Trust me you don't want a market like this. Bullies with deep pockets will destroy you. Your comment looks like you have never traded outside of Scottrade.



But why do the other market participants panic? It seems like it's their own fault for panicking -- they should stop using the order book to make value judgments.


Does it matter why?

The fact of the matter is that they do panic, and it's not actually useful for market stability. Some might say "too bad so sad, don't be tools". But a market where people can actually trust the intent behind buy/sell orders is going to be better for everyone involved.

The objective isn't to have the least regulation possible, but to try to have the "best" market possible


This is a self-correcting problem. Traders who fall for fake walls lose their capital, and thus influence on the price, to those who do not. The feedback loops and incentives of the market cause it to evolve toward a more price-stable configuration.

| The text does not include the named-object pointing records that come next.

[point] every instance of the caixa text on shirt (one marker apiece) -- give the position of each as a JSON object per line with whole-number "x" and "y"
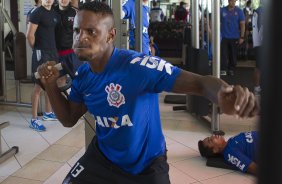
{"x": 235, "y": 161}
{"x": 113, "y": 122}
{"x": 154, "y": 63}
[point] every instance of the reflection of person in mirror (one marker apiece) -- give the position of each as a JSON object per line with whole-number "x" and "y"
{"x": 239, "y": 151}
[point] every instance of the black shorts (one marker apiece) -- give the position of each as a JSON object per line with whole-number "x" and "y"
{"x": 258, "y": 56}
{"x": 94, "y": 168}
{"x": 41, "y": 56}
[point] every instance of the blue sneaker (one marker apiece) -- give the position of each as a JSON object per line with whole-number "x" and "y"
{"x": 36, "y": 125}
{"x": 49, "y": 116}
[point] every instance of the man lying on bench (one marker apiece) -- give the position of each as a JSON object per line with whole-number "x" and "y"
{"x": 239, "y": 151}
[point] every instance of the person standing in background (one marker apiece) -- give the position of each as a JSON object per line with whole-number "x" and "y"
{"x": 181, "y": 13}
{"x": 41, "y": 38}
{"x": 64, "y": 36}
{"x": 257, "y": 42}
{"x": 37, "y": 4}
{"x": 156, "y": 13}
{"x": 232, "y": 21}
{"x": 128, "y": 12}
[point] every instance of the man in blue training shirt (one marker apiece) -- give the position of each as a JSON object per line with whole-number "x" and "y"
{"x": 128, "y": 10}
{"x": 119, "y": 88}
{"x": 239, "y": 151}
{"x": 232, "y": 30}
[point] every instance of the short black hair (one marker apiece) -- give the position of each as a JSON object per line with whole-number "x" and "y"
{"x": 206, "y": 151}
{"x": 154, "y": 3}
{"x": 97, "y": 7}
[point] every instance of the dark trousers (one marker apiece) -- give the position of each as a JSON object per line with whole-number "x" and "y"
{"x": 228, "y": 54}
{"x": 94, "y": 168}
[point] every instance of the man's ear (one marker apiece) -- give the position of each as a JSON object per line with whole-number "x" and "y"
{"x": 215, "y": 150}
{"x": 111, "y": 35}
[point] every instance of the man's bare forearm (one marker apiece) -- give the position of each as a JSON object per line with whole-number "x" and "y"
{"x": 61, "y": 106}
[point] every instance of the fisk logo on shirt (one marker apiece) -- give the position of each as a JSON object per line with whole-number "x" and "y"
{"x": 115, "y": 97}
{"x": 71, "y": 19}
{"x": 249, "y": 137}
{"x": 154, "y": 63}
{"x": 235, "y": 161}
{"x": 111, "y": 122}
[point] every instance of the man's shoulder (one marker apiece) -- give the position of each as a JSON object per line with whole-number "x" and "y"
{"x": 237, "y": 8}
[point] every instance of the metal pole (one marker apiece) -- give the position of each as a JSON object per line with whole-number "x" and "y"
{"x": 270, "y": 150}
{"x": 202, "y": 24}
{"x": 216, "y": 56}
{"x": 195, "y": 24}
{"x": 2, "y": 67}
{"x": 208, "y": 24}
{"x": 195, "y": 43}
{"x": 138, "y": 25}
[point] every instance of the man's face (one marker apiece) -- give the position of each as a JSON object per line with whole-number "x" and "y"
{"x": 91, "y": 35}
{"x": 232, "y": 3}
{"x": 214, "y": 142}
{"x": 47, "y": 2}
{"x": 64, "y": 3}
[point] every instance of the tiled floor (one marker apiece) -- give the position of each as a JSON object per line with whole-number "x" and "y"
{"x": 46, "y": 157}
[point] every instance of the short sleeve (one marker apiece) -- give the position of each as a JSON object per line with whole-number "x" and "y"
{"x": 35, "y": 16}
{"x": 241, "y": 15}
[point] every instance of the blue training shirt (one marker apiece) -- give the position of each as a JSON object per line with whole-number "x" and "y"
{"x": 241, "y": 150}
{"x": 128, "y": 7}
{"x": 230, "y": 22}
{"x": 124, "y": 102}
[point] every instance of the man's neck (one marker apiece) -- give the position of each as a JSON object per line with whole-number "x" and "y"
{"x": 48, "y": 7}
{"x": 63, "y": 7}
{"x": 98, "y": 65}
{"x": 231, "y": 7}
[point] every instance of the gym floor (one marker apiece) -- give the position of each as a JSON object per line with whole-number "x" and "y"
{"x": 46, "y": 157}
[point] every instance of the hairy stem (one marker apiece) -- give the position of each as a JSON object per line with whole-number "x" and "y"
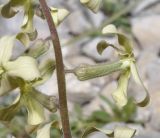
{"x": 60, "y": 71}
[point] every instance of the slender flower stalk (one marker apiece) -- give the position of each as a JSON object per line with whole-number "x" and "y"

I think this happens when a great percentage of participants of an exchange are merely traders, speculators, and bots than actually using the currency for transactions in every day life.


Isn't this a way to prevent traders from anticipating and profiting from arbitrage opportunities? In some sense, I see this as a sign of a healthy market, no? If traders are looking for signals like average the price of sell orders, they should remove outliers like this, or not do arbitrage.


Bullies with deep pockets can attempt to destroy a market, but value investors with sensible limit-buy orders tend to get paid.

(Accurately valuing bitcoin is fraught with risk, but a limit-buy at $1000 today is likely to be a net win. Let the bully sell, and let the limit order soak it up.)